MetaTOC stay on top of your field, easily

SLC2A3 single‐nucleotide polymorphism and duplication influence cognitive processing and population‐specific risk for attention‐deficit/hyperactivity disorder

, , , , , , , , , , , , , , , , , , , , , , ,

Journal of Child Psychology and Psychiatry

Published online on

Abstract

Background Attention‐deficit/hyperactivity disorder (ADHD) is a common, highly heritable neurodevelopmental disorder with profound cognitive, behavioral, and psychosocial impairments with persistence across the life cycle. Our initial genome‐wide screening approach for copy number variants (CNVs) in ADHD implicated a duplication of SLC2A3, encoding glucose transporter‐3 (GLUT3). GLUT3 plays a critical role in cerebral glucose metabolism, providing energy for the activity of neurons, which, in turn, moderates the excitatory–inhibitory balance impacting both brain development and activity‐dependent neural plasticity. We therefore aimed to provide additional genetic and functional evidence for GLUT3 dysfunction in ADHD. Methods Case–control association analyses of SLC2A3 single‐nucleotide polymorphisms (SNPs) and CNVs were conducted in several European cohorts of patients with childhood and adult ADHD (SNP, n = 1,886 vs. 1,988; CNV, n = 1,692 vs. 1,721).

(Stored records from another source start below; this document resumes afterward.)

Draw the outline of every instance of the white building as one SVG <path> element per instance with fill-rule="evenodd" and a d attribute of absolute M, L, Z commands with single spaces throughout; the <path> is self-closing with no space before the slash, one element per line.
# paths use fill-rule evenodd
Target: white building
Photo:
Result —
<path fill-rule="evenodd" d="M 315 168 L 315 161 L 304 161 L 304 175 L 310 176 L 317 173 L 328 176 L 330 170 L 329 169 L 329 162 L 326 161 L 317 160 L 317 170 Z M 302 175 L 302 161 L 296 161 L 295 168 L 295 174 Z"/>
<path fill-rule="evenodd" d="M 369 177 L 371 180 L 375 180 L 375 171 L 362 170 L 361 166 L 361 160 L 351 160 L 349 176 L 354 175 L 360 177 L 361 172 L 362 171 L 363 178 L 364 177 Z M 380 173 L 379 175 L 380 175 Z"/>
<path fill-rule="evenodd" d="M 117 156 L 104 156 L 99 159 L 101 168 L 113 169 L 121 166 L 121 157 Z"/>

These studies were complemented by SLC2A3 expression analyses in peripheral cells, functional EEG recordings during neurocognitive tasks, and ratings of food energy content. Results Meta‐analysis of all cohorts detected an association of SNP rs12842 with ADHD. While CNV analysis detected a population‐specific enrichment of SLC2A3 duplications only in German ADHD patients, the CNV + rs12842 haplotype influenced ADHD risk in both the German and Spanish cohorts. Duplication carriers displayed elevated SLC2A3 mRNA expression in peripheral blood cells and altered event‐related potentials reflecting deficits in working memory and cognitive response control, both endophenotypic traits of ADHD, and an underestimation of energy units of high‐caloric food. Conclusions Taken together, our results indicate that both common and rare SLC2A3 variation impacting regulation of neuronal glucose utilization and energy homeostasis may result in neurocognitive deficits known to contribute to ADHD risk.